What about freedoms in the workplace, where most adults spend the majority of their waking hours? After all, Florida is an at-will employment state, meaning workers can be fired by their boss anytime, for any reason — not only a tyrannical power for anyone to have over a person and to potentially abuse, but one that chills any employee’s ability to speak freely. Given DeSantis has said he wants a “workers’ bill of rights,” this would probably be one of his top priorities. Right?

No, as it turns out. What DeSantis was actually talking about was a bill of rights that lets workers opt out of having to wear masks. DeSantis based this on what the workers themselves supposedly want, even though as late as April, a majority of Floridians supported mask mandates. But even if we accept the dubious idea that all workers unanimously oppose wearing masks at work, it’s absurd to believe this is a higher priority for them than not being arbitrarily fired for whatever spurious reason. It’s a depressingly accurate reflection of how stunted DeSantis’s definition of “freedom” really is.

Similarly, for all his opposition to mask and vaccine mandates, DeSantis isn’t opposed to all government mandates. He’s perfectly happy to mandate that women carry an unwanted pregnancy to term if they find out about it after fifteen weeks, even if they were impregnated as a result of rape, incest, or human trafficking, wasting no time in taking advantage of the Supreme Court’s strike down of Roe v. Wade. Thankfully, a Florida judge blocked the law for now, though DeSantis isn’t giving up, appealing the ruling and hoping to eventually have it be the law of the land in his state.

Still, if nothing else, at least Floridians can party and live in exuberance without pandemic-era restrictions on their personal behavior, can’t they? Well, not completely, because one of the other bills DeSantis signed into law this year makes it illegal to play music or any other audio if it can be heard twenty-five feet away or farther, with the state’s police already starting to issue warnings and tickets to violators.

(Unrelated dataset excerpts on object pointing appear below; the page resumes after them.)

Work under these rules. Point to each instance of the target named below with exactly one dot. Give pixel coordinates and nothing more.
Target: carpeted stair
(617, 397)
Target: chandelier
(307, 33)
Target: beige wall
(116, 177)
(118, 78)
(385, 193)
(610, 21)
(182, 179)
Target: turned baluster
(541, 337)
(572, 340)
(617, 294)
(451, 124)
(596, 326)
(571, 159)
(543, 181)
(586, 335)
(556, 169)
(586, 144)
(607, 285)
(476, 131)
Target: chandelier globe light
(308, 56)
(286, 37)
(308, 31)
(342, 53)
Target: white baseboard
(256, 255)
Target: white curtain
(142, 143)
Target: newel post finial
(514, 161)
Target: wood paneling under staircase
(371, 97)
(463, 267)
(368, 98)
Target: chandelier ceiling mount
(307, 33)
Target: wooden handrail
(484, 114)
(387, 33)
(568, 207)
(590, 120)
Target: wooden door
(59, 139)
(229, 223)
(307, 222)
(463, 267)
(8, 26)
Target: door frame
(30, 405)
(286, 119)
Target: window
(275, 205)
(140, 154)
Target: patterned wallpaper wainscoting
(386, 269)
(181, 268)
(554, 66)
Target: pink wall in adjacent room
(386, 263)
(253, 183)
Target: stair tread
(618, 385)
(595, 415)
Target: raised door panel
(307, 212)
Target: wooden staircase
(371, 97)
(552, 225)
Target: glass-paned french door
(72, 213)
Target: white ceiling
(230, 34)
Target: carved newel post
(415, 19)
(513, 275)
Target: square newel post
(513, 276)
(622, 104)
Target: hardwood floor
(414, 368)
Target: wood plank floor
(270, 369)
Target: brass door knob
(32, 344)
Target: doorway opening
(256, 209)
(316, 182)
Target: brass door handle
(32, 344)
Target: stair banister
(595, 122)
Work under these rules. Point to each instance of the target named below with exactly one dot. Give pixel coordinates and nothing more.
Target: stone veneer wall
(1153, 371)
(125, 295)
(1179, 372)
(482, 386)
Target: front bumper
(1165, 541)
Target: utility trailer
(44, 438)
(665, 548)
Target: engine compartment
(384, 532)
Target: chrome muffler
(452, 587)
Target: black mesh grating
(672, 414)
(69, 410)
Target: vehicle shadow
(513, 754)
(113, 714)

This is Florida under Ron DeSantis: you don’t have to get a vaccine, but you do have to give birth to a baby if you’re raped. You don’t have to wear a mask at work, but your boss can fire you for no reason whenever they want. You don’t have to go to diversity training, but your kids can’t disclose their sexual identity. You don’t have to stay at home during a pandemic, but if the government does something you don’t like, they’ll lock you up for protesting — or for partying a little too loud in your car.

DeSantis and his fans clearly have a very different definition of freedom than the rest of us.